Russian state-sponsored hackers were able to steal National Security Agency material on methods they use to conduct cyber espionage as well as how they help defend critical U.S. government networks, according to The Wall Street Journal. An NSA contractor placed the material on his or her private computer – a violation of security policy – which reportedly had anti-virus software belonging Moscow-based Kaspersky Lab installed. The software appears to have detected the unsecured classified material and somehow alerted Russian intelligence of its presence, enabling the hackers to glean crucial information on U.S. cyber capabilities and defenses. Kaspersky Lab vehemently denies any involvement in the theft of the information.
The Cipher Brief’s Levi Maxey spoke with Michael Sulmeyer, the Director of the Belfer Center’s Cyber Security Project at Harvard University, about how anti-virus software creates a particular vulnerability for adversary nation-states to conduct cyber espionage and perhaps why geopolitics should guide some in the private sector to follow the U.S. government’s lead in removing Kaspersky’s software from their networks.
The Cipher Brief: Are the security fears involved in Kaspersky anti-virus software exclusive to Kaspersky or are the high-level computer privileges they require common among all antivirus programs?
Michael Sulmeyer: When we pay for and install anti-virus software, we grant it extraordinary access to our computers and networks. While we expect anti-virus to do what its name implies (protect us), to do so requires us to trust the software and its designers – what they do with the scans of our data can be for good, and sometimes for not-so-good.
The concern about Kaspersky specifically is that with this extraordinary access to so many millions of computers around the world, the Russian security services can see what Kaspersky sees. The result is that customers pay Kaspersky to facilitate the security services eavesdropping on their information.
TCB: Given what has happened, will the future use of a product be dependent on trust in the company and the governments the company answers to?
Sulmeyer: It’s a good wake-up call for everyone to recognize that when they install this kind of software, they’re granting that software’s developer some very privileged access to their life and their company.
Geopolitics matters here: we usually don’t think twice about installing anti-virus software from, say, Finland. Why? We don’t have grave concerns about how the government in Finland would use or abuse the data its companies might collect. So understanding the software you are installing, where it comes from, and what kinds of disclosure policies – formal and informal – its designers are subject to are always important questions to consider.
TCB: What are possible ways that Russian intelligence was alerted to Kaspersky discovering NSA material in a contractor’s private computer?
Sulmeyer: You see a bit of this coming out in the recent announcement about prohibiting Kaspersky Lab software on U.S. government systems – the concern is that the risk is too high that there is either formal or informal information sharing between Kaspersky Labs and the Russian security services. There’s even an aspect of Russian law that to some extent requires this kind of cooperation. And it’s hard to imagine a Russian company becoming as successful as Kaspersky Labs without some kind of “arrangement” with the Russian government. I suspect there will be more reporting in the weeks and months ahead about how the security services may have gained access to this specific information.
TCB: Does the NSA or CIA similarly target antivirus companies, including American ones, for espionage purposes?
Sulmeyer: The Apple FBI incident in 2015 is telling – it can be quite challenging for the U.S. government to gain access to information that tech companies have when companies don’t want to provide it.

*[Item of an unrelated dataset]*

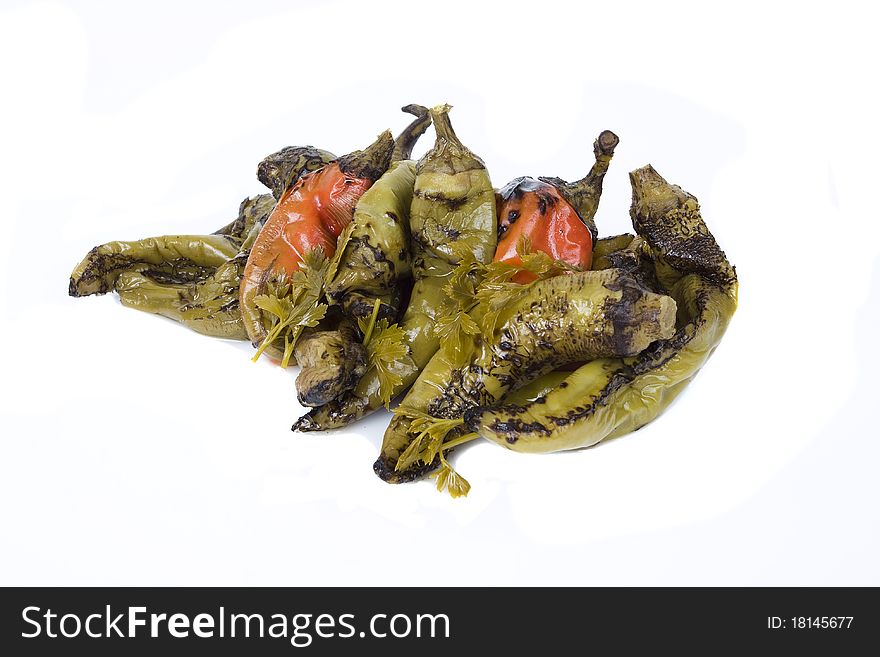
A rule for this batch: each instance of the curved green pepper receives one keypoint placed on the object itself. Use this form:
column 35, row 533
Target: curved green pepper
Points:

It’s also worth noting that the Chinese government demands access to source code and other sensitive data from companies who want to sell their products in China. Sometimes companies give in, sometimes they balk. It very much depends on economics and the leverage the country in question has.
TCB: What is the potential economic fallout for companies that have Kaspersky software on their networks? Will they be able to adequately remove it considering that Kaspersky tech often comes built into certain commercial products? What are the recommended next steps for such companies?
Sulmeyer: Cybersecurity is about risk reduction. The first step is to understand what data is most important to the company, and what risks the company is willing to take with that data. Some companies might be more risk tolerant, others less.
Just because a computer comes with software pre-installed does not mean it cannot be removed, although the lengths to which the customer has to go to do so may be more or less depending on how aggressive the pre-installation was.
For companies that do business or want to do business with the U.S. government especially, they will want to have a hard look at removing this software from their enterprise – there are plenty of good alternatives.
TCB: Will the Kaspersky ban on U.S. federal networks even protect against this kind of security breach considering that it was gleaned from a private computer? Is this more of an insider threat issue?
Sulmeyer: There are multiple stories within the big story. One is certainly an insider threat problem, which is related to the role that contractors play in our national security establishment. Generally, contractors do not conduct “inherently governmental functions.” We need to re-think the role of contractors as one part of the insider threat problem, given how much access contractors evidently have across the national security establishment to important data.
This should not diminish another part of the story – the impact of sensitive data falling into the wrong hands. If this information fell into the hands of an allied government, it would obviously be a very different story. So the Kaspersky-Russian security service nexus remains a crucial part of this.